Standard Chartered Bank has terminated two accounts holding about Sh4.3 million linked to companies of a businessman alleged to have received Sh1.61 billion from National Youth Service (NYS).
Businessman James Nderitu Thuita is linked to companies; Active Electrons Africa limited, First Supplies and Ameritrade limited.
This has now forced Assets Recovery Agency (ARA) to seek an order for funds to be transferred to its account at KCB, Kenyatta International Convention Centre(KICC) branch.
“There is imminent danger the respondents shall dispose, transfer and dissipate the said funds as there are no court orders currently preserving the funds in issue,” said ARA in the application before High Court Judge James Wakiaga.
Thuita is said to have received Sh1.1 billion from NYS between March and October 2017 for goods and services that he did not deliver, yet the money flowed into his 10 bank accounts.
In his defence, Thuita told the court that his business involves transferring money from one entity to another.
Questioned further, he argued that he runs a wide range of businesses.
Thuita produced two payment entries from the Lands ministry to his accounts, one for Sh24 million, the other for Sh36 million, to prove that he has been doing business with a number of government entities outside of the NYS.
The explanation, however, failed to convince Justice Mumbi Ngugi, who allowed ARA to go after the suspect’s wealth.
According to Justice Ngugi, Thuita failed to show what he supplied to the NYS for the money he received.
“In my view, the respondents needed to go beyond the allegation that they have wide-ranging businesses and show how these businesses translated to the credits of millions from the State Department of Public Service and Youth under which the National Youth Service falls,” ruled Ngugi.
Lawyer Peter Ngumi for ARA told the court that Thuita’s hand in the NYS cookie jar was traced through five companies: Flagstone Merchants Ltd, Firstling Supplies Ltd, Excella Supplies Ltd, Flagstone Co Ltd, and Interscope Tech and Services.
It is through these companies – one of which Thuita co-owned with his estranged wife Yvonne Wanjiku, and another with Betty Wajewa, who according to court records is the suspect’s wife – that the NYS loot came in, was distributed and the bigger chunk of it vanished.
By the time ARA was combing through Thuita’s accounts in 2018, only Sh41 million was left across two bank accounts.

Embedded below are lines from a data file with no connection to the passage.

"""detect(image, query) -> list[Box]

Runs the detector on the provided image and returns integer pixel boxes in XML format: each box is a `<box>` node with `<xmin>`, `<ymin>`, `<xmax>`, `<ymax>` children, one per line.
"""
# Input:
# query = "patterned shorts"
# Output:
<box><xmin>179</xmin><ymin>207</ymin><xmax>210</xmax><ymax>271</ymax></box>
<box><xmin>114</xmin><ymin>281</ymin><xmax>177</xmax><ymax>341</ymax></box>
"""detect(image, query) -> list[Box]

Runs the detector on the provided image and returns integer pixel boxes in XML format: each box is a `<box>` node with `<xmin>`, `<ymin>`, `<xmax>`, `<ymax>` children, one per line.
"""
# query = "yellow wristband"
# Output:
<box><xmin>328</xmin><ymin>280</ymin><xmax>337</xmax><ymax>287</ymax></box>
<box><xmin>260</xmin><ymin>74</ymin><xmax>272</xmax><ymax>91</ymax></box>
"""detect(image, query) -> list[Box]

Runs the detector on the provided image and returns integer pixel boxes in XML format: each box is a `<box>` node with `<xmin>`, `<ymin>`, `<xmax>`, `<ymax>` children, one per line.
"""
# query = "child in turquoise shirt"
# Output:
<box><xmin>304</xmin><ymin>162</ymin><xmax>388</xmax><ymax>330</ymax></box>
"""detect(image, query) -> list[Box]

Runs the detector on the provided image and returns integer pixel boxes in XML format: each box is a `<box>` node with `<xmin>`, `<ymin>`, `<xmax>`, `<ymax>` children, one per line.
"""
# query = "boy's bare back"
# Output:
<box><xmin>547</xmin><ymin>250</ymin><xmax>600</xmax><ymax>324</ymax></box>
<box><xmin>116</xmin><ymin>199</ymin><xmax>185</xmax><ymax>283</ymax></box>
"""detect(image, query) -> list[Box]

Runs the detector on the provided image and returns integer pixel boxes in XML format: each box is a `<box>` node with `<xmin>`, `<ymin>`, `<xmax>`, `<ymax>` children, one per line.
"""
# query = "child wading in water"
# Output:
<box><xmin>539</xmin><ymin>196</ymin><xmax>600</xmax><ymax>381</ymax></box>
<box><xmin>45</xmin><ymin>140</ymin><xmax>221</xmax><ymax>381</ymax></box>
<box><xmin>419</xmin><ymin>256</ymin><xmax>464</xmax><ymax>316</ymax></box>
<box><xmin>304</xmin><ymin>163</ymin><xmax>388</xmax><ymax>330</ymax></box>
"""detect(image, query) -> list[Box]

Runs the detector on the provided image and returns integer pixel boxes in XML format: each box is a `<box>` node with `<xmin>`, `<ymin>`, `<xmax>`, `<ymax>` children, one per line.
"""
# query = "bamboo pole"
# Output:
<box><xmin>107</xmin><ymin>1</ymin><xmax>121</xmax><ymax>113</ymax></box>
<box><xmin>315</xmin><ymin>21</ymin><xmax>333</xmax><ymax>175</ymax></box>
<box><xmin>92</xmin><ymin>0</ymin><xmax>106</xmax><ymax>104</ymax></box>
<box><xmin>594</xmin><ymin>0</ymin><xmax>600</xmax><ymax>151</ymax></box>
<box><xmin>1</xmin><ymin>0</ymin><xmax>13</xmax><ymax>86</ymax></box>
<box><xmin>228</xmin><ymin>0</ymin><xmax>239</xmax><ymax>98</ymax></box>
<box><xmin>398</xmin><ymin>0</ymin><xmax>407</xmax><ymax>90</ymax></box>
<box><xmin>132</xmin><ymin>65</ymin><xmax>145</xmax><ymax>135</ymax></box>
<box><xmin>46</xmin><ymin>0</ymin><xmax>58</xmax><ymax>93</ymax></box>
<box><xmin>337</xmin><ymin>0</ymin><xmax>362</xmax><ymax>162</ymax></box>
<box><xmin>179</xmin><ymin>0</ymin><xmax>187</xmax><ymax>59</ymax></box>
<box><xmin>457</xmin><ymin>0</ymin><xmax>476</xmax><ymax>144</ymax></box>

“Upon analysing the bank statements and documents concerning the accounts of the respondents, it emerged that they received funds fraudulently from the NYS and associates, split in several transactions,” the court heard.
“The money received from NYS and associates through their business entities and personal accounts was further intra-transferred into accounts owned by their family members and associates,” Ngumi told the court.
Some of the stolen money, the court heard, ended up as tax paid to the Kenya Revenue Authority (KRA).
The court was told that the taxman may have earned Sh1 million from the loot, which can neither be frozen nor recovered.
The court further heard that Thuita received Sh195 million from NYS on March 21, 2017.
However, the court concluded that the money that landed in his accounts in the first payment was higher, with Ngugi noting that the actual amount was Sh235 million.